Kiltro is an Chilean martial arts film starring Marko Zaror, who played the villain in the exceptionally good Undisputed III: Redemption.  It has an elderly dwarf in a Yoda role who is both a martial arts master and sufficiently self aware to tell the hero, “I can’t fight the villain because I’m old.  And I’m a dwarf.”  It has a Ben Kenobi figure who’s a broken down drunk, yet suffers no withdrawals when he repairs to the desert to train Zaror for the big showdown (Complete with an “If you can snatch the pebble from my hand” homage!).  It has a pretty girl whose only function is to be rescued.  It has fanciful sets, a training montage, and henchmen in makeup that’d embarrass Stardust-era Bowie.  It’s terrible.

I know, right?  How can such a film be terrible?  Well, if a martial arts picture is dance movie with fake blood, it requires two things: rousing fight routines and an interesting protagonist to lead us from one routine to the next.  Kiltro has neither.

Kiltro’s fights display some flashes of creativity, such as a “circle” fight (one in which a group of opponents circle a central fighter) that involves more than one opponent attacking at a time.  However, they can’t surmount an amateurish choreography and editing that make the performers look more like enthusiastic stuntmen than martial artists.  This film features no extended takes and, when we do get to see more than one kick or punch strung together, they’re blocked so poorly that we feel we could march an entire high school band through the gap between attacker and defender.

And Kiltro’s protagonist, the aforementioned Marko Zaror?  We’re supposed to see him as a high-kicking Romeo dashing to the rescue of his Juliet, but he comes across as a sullen, hulking stalker with a violent streak.  Kiltro wants us to root for this guy, but I only wanted to put a restraining order on him.  Now, I’ll be more fair here than I was in my Thor review: the character’s whole arc is about his evolution from violent stalker to violent hero.  But I couldn’t root for him at the end of the film, either.  Even after he’d trained in the desert, snatched the pebble, and rescued the girl (Spoiler!), he still came across as kind of a dumb, scary dude.  Zaror just didn’t have it in him to play anything else.
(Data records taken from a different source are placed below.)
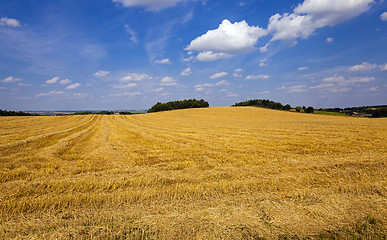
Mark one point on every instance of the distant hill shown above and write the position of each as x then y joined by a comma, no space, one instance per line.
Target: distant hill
190,103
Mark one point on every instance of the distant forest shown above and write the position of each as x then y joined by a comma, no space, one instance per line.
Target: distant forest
12,113
376,111
265,103
190,103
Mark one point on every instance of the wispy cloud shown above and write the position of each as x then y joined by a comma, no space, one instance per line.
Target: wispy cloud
11,79
163,61
101,73
73,86
52,93
218,75
10,22
168,81
253,77
186,72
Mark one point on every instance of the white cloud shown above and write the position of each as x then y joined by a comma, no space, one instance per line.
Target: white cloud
149,5
24,84
330,40
73,86
211,56
135,77
188,59
314,14
303,68
133,35
168,81
11,79
294,89
227,40
218,75
10,22
237,72
222,83
384,16
186,72
52,80
342,81
126,86
101,73
263,62
126,94
158,89
373,89
365,66
163,61
65,81
252,77
49,93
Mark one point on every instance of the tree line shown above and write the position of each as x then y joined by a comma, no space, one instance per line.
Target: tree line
13,113
173,105
265,103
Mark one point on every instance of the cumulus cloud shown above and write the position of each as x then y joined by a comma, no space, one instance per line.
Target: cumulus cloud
65,81
10,22
149,5
101,73
384,16
73,86
208,56
52,80
341,80
237,72
168,81
330,40
135,77
49,93
10,79
365,66
253,77
227,40
133,35
126,86
126,94
186,72
311,15
303,68
218,75
163,61
295,89
263,62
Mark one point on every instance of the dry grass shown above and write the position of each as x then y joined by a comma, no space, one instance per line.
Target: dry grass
216,173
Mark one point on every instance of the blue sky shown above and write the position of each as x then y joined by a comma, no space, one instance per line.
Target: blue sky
130,54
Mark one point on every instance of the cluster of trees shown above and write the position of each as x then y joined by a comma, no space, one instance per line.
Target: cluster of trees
305,109
376,111
173,105
265,103
103,113
12,113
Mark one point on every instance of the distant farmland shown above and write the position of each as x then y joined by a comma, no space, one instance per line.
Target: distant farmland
214,173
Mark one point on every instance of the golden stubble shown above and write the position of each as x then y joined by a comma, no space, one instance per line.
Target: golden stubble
215,173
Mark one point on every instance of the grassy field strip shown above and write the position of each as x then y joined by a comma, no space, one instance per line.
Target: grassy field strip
27,140
22,131
217,173
55,127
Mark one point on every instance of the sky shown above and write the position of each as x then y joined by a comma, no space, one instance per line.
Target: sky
130,54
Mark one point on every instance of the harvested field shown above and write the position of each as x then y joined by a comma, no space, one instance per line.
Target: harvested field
214,173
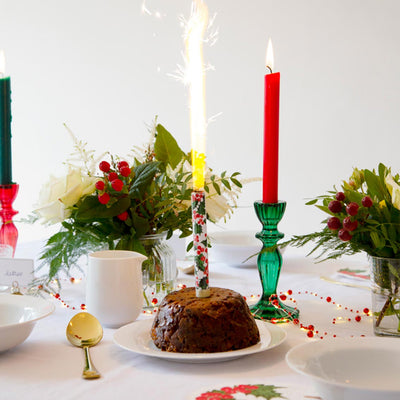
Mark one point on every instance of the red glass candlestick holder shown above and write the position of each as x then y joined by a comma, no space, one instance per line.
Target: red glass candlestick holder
8,231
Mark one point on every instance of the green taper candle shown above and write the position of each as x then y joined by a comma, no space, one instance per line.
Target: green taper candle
5,125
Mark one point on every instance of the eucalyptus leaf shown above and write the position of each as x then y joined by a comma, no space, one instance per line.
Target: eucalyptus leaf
166,148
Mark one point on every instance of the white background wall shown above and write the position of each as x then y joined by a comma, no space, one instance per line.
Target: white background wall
101,67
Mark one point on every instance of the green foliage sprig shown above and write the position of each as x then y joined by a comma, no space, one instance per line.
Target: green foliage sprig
116,208
363,216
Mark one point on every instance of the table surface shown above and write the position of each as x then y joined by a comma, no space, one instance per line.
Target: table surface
46,366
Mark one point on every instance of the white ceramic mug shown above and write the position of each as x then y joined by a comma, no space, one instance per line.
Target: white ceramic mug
114,290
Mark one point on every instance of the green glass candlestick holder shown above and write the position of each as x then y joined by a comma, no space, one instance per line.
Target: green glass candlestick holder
269,263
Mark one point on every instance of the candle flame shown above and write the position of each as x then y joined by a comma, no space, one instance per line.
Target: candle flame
2,63
195,73
269,59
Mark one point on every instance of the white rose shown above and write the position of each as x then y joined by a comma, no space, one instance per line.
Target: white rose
394,190
58,195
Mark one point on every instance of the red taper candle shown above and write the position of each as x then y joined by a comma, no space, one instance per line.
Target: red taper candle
271,132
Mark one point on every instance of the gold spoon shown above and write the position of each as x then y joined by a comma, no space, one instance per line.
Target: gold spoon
84,330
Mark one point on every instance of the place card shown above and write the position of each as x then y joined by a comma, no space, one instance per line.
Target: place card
16,270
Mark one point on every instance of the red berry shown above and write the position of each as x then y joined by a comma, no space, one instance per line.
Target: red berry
104,166
100,185
352,208
117,185
125,171
122,164
112,176
104,198
366,201
124,216
350,225
334,223
344,235
340,196
335,206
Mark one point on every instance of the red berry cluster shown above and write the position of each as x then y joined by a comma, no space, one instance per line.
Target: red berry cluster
348,217
113,178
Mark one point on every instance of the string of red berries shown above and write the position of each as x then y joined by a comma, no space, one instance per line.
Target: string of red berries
349,215
310,329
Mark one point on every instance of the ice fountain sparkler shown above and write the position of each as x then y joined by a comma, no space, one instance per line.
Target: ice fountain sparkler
195,78
8,189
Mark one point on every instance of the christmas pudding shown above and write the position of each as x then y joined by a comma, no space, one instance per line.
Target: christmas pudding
185,323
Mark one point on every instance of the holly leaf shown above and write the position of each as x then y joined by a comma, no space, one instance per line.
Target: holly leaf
375,187
143,175
267,392
140,224
166,147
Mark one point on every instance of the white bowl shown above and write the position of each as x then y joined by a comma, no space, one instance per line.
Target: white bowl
18,315
350,368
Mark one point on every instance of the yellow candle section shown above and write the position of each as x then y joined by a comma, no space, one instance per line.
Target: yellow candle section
196,79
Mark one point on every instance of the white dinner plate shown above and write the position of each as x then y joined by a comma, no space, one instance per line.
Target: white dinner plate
135,337
350,368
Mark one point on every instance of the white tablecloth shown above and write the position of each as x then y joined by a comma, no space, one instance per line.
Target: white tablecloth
46,366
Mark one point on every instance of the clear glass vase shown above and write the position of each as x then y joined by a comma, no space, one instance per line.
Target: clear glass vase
159,270
385,285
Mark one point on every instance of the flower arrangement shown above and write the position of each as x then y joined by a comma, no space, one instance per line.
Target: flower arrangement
149,192
364,216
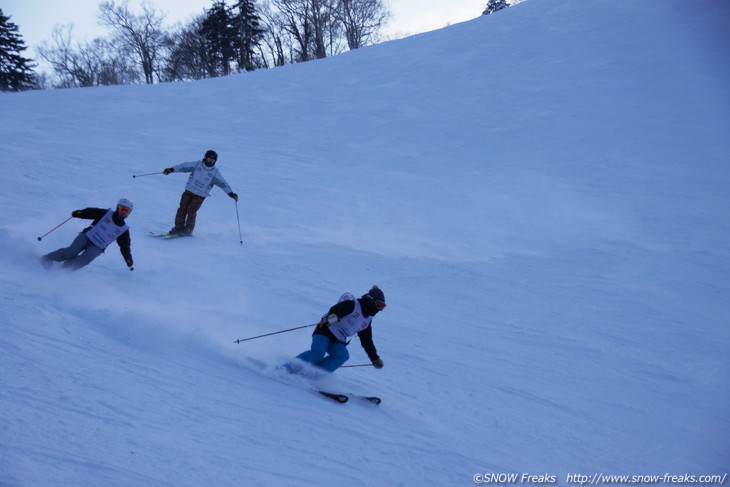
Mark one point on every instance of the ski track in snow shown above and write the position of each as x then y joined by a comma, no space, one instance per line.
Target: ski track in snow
541,193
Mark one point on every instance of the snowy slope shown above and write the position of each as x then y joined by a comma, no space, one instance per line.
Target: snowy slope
542,194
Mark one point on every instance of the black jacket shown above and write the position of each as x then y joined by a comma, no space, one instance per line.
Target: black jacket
124,240
344,308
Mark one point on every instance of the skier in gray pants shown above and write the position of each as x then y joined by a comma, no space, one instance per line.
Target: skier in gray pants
109,225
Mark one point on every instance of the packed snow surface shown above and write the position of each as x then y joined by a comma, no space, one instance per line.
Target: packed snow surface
542,194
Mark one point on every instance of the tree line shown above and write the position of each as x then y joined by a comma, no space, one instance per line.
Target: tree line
242,35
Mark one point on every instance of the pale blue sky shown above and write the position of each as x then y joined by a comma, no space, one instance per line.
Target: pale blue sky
36,18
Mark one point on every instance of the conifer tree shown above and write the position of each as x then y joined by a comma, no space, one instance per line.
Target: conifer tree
16,72
250,33
220,35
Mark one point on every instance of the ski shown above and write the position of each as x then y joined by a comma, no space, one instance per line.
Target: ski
343,398
340,398
169,235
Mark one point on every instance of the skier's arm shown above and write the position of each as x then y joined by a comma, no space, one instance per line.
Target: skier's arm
125,247
221,182
89,213
183,167
336,312
366,340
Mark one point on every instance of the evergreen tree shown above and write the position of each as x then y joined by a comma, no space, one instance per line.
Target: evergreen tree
250,33
16,72
495,6
221,38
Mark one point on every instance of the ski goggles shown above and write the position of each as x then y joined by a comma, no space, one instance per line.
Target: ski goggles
378,303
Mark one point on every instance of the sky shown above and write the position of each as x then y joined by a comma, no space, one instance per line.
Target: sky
36,18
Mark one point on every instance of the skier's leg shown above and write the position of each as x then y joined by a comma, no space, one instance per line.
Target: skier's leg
195,203
338,355
316,353
182,211
84,258
79,243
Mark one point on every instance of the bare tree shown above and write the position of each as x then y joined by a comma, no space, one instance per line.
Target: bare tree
311,25
188,59
141,34
90,64
361,20
277,43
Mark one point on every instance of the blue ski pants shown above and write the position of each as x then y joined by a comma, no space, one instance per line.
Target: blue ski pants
336,353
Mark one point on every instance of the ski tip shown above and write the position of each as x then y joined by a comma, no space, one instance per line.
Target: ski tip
341,398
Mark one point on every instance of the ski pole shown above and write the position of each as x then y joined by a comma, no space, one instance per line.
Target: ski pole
143,175
240,237
54,228
274,333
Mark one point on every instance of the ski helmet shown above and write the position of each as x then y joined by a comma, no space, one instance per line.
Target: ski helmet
376,296
123,204
211,153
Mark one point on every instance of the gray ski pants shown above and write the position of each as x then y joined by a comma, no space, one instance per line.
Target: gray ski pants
80,253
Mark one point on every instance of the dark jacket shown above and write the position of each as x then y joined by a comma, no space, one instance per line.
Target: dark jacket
344,308
124,240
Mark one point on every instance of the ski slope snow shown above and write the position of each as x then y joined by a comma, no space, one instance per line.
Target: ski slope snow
541,193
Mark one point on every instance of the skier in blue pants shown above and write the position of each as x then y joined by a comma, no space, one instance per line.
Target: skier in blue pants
347,318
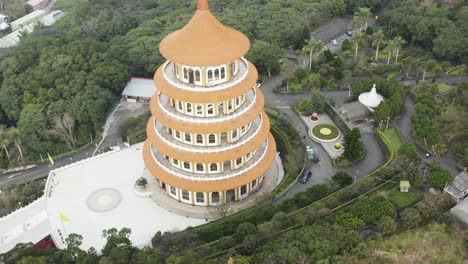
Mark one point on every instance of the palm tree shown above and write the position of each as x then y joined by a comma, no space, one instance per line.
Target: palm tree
378,38
390,48
4,140
15,136
312,46
364,15
357,37
398,42
303,55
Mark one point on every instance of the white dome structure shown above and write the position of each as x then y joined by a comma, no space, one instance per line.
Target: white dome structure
371,99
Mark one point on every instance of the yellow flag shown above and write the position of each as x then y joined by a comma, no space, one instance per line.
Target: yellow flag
50,159
64,218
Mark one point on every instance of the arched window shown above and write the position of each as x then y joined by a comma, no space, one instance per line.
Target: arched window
212,139
213,167
215,197
200,167
234,134
200,197
185,73
199,110
210,75
188,137
180,106
210,109
185,195
189,108
199,139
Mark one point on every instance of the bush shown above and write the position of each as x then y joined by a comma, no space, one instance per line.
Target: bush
349,221
226,242
439,177
372,209
342,179
126,126
243,230
346,45
410,218
281,220
386,225
157,238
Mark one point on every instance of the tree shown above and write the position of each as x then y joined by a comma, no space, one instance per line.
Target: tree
266,57
386,225
15,136
378,39
342,179
312,46
5,140
410,218
364,14
357,38
64,127
353,147
390,48
439,177
116,240
398,42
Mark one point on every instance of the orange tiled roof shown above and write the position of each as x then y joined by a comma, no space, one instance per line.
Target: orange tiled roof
204,41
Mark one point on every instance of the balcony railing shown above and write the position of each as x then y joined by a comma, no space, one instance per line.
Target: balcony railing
247,105
170,77
165,165
168,139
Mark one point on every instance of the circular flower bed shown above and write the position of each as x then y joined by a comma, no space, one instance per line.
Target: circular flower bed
326,132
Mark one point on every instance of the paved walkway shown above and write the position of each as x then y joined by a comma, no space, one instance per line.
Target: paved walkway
272,178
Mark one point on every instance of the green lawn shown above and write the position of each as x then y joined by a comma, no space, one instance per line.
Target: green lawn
431,244
394,138
402,200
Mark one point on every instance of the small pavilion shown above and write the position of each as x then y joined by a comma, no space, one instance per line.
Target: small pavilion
371,99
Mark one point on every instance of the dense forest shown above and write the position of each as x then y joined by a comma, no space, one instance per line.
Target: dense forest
60,82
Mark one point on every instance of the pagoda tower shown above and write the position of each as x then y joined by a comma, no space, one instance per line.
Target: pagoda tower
208,138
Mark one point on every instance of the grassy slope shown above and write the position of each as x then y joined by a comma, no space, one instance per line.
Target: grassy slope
431,244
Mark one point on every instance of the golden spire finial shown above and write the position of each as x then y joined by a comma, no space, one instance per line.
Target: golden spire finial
203,4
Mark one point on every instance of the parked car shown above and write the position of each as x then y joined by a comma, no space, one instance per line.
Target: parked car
305,177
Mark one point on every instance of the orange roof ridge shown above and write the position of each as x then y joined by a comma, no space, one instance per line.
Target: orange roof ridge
203,4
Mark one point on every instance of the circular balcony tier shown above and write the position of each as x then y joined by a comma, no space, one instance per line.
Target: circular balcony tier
202,156
215,185
204,41
205,95
202,125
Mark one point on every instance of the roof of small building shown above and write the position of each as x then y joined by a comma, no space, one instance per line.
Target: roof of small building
354,110
458,186
140,87
35,2
28,17
204,41
405,184
461,211
371,99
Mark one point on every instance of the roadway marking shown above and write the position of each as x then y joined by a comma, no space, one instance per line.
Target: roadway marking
282,107
13,175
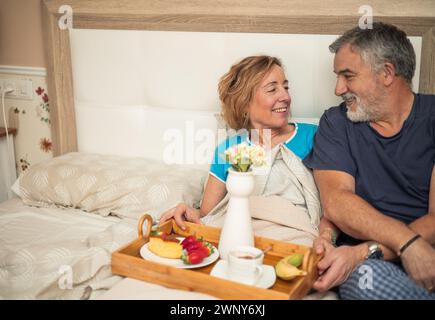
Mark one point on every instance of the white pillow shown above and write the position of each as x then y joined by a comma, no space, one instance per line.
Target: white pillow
126,187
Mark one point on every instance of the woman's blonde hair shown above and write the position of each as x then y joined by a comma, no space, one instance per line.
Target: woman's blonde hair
237,88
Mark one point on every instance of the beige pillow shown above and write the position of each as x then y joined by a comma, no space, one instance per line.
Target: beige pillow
126,187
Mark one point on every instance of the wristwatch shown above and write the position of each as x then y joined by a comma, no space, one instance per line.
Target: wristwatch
375,251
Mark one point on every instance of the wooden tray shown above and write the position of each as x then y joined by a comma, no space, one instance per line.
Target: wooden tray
128,262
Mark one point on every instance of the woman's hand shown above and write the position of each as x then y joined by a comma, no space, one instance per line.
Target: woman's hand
180,213
337,265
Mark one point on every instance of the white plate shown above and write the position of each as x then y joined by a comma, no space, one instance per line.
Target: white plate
266,280
177,263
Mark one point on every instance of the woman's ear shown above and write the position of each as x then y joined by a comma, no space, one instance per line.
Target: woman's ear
388,73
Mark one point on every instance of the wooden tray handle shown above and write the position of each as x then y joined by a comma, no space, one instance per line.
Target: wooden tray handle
149,220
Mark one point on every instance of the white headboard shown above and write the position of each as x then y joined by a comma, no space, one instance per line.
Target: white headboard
130,87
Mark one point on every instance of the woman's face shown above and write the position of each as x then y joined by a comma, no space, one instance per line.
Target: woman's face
270,107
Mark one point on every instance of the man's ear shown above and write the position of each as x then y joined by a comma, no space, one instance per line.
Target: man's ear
388,73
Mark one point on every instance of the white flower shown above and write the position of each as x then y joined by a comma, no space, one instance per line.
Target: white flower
242,156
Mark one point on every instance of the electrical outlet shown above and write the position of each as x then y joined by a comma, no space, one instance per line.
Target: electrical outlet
23,88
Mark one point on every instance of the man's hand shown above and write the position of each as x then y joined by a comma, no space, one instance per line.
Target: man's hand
419,262
322,245
181,213
337,265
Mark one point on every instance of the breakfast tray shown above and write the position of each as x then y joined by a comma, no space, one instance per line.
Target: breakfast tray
128,262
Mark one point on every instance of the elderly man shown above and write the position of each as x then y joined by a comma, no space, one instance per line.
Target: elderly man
373,162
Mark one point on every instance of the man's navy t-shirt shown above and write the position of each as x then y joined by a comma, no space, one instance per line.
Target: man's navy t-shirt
392,174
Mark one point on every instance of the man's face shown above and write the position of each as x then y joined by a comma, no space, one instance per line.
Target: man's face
358,85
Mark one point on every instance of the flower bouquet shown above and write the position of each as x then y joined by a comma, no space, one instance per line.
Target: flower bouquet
243,156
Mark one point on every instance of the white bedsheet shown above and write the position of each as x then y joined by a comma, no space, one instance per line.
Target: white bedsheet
51,253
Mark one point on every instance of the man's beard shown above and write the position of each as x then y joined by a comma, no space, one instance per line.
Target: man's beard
363,113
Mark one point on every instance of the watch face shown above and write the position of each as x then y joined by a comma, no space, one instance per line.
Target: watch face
375,252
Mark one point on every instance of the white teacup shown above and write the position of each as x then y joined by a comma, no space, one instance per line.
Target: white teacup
245,264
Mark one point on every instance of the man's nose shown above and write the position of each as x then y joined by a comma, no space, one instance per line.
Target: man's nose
340,86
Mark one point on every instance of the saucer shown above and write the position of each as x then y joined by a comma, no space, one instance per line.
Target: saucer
266,280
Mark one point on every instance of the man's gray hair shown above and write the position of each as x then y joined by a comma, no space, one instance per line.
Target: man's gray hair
384,43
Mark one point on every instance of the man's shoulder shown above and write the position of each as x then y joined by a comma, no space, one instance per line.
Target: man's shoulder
426,103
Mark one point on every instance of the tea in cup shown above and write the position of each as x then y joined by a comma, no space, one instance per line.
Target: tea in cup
245,264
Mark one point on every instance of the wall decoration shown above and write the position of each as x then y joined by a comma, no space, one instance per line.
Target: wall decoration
31,118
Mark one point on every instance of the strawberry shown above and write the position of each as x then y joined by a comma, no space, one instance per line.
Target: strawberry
193,257
193,246
187,241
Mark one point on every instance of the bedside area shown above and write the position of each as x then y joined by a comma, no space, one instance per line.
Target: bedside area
8,173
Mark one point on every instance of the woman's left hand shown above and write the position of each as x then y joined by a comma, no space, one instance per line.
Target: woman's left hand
336,266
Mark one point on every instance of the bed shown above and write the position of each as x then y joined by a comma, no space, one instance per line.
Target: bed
111,159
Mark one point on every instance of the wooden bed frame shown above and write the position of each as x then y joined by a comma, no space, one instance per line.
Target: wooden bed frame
416,18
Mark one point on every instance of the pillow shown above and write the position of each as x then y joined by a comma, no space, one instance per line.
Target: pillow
126,187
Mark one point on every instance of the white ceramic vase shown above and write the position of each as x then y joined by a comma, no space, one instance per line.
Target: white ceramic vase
237,228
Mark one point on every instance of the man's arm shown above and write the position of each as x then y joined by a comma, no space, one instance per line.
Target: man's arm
358,218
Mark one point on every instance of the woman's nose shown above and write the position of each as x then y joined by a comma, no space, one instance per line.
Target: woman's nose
340,86
285,95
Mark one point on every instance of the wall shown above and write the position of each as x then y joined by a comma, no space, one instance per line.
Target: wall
22,57
21,33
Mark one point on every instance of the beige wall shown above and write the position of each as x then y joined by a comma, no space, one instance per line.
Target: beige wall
21,41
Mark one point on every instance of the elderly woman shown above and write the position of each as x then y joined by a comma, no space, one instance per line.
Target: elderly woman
255,95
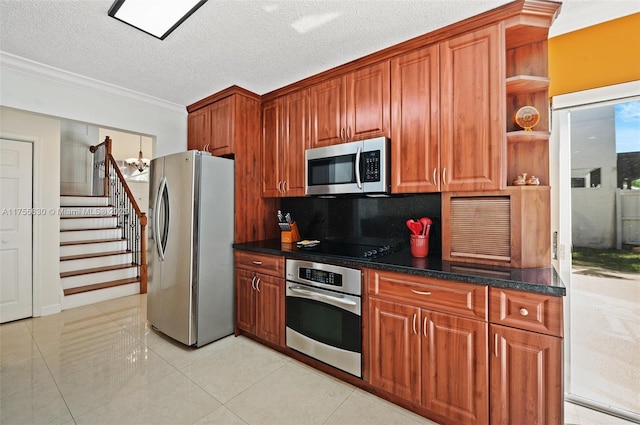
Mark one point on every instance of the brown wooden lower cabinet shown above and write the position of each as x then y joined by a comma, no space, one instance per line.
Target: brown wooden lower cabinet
436,360
526,378
260,305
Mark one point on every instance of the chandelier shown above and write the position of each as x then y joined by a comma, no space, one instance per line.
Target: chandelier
140,162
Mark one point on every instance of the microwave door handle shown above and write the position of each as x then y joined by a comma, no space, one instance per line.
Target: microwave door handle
358,181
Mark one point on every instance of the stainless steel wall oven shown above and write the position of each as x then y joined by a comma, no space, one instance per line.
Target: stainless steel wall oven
323,313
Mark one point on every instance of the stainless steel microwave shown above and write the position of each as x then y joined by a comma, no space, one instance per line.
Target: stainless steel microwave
361,167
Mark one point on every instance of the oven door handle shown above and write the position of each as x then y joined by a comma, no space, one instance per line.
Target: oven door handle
314,294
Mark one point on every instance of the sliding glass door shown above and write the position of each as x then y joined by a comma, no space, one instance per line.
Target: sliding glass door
596,155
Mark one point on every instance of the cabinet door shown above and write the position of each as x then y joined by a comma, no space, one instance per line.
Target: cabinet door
270,309
222,125
368,102
198,130
415,149
454,367
473,134
245,301
526,378
297,136
327,113
271,149
395,348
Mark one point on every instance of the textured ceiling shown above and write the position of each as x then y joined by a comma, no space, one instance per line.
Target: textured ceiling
259,45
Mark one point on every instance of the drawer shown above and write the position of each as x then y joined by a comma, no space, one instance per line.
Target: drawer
262,263
526,310
448,296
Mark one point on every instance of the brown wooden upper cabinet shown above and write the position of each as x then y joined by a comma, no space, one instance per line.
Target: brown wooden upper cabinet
285,137
351,107
211,128
448,115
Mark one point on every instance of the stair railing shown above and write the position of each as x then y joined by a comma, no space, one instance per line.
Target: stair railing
131,220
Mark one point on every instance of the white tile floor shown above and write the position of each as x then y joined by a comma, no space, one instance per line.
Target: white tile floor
101,364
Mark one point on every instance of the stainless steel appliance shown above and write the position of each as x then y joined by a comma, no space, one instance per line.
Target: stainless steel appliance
323,313
361,167
190,287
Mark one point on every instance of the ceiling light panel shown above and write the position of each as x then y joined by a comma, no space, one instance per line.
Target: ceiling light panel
156,17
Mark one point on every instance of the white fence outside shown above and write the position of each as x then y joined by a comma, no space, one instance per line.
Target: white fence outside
627,217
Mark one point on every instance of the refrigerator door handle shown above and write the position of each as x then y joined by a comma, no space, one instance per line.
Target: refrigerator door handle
162,205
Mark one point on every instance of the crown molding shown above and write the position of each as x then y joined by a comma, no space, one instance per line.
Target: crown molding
27,66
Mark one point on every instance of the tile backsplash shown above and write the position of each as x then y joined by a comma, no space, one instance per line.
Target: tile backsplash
365,220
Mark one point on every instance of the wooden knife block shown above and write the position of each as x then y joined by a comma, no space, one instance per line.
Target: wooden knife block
290,236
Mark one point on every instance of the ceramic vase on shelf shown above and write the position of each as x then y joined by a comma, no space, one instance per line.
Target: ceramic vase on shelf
521,180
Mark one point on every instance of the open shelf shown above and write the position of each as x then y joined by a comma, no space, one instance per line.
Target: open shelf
520,84
527,136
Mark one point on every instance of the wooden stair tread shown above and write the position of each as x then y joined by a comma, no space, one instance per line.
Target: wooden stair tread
93,255
101,285
96,270
91,241
93,228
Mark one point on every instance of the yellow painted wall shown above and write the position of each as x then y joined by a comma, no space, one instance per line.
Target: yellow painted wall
596,56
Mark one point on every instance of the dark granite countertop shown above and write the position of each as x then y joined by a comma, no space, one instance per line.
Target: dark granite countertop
544,280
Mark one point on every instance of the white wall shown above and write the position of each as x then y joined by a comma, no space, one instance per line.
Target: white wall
33,87
44,133
33,100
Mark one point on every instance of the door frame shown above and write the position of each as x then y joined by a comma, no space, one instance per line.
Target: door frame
560,180
38,168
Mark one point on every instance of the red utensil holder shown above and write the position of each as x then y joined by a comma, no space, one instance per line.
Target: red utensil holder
419,245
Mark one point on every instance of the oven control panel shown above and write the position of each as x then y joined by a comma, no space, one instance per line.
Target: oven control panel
320,276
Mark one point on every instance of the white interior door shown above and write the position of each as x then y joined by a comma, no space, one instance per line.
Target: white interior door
16,206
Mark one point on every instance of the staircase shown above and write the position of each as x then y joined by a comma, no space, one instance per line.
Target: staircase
95,264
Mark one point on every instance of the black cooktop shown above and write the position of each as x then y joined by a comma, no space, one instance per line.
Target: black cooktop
351,250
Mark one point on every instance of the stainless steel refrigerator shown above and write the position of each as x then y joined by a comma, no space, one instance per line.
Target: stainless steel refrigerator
190,292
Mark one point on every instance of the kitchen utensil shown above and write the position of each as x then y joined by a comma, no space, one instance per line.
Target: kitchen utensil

If you’ve read this far, I know that it’ll kill you to pass on a movie featuring a self-aware Chilean Yoda.  But learn from my mistake:  leave Kiltro on the rack, where it belongs.

Monday, May 30, 2011

The Book of Eli


The Book of Eli is a western – a post apocalyptic western, sure, but a western nonetheless.

Denzel Washington plays a Man With No Name who wanders into a dusty Western town in search of water and supplies.  He carries a MacGuffin, and town honcho Gary Oldman wants it. 

Cue the bloodshed.  It’s as if Sergio Leone directed The Road.  Your enjoyment of this film will hinge on your fondness for Washington, Oldman, and bloodshed.  It also helps if you don’t like cats.  I like Washington, Oldman, and bloodshed, as long as the blood is fake; and I don’t like cats.  I walked away a happy guy.  You might, too.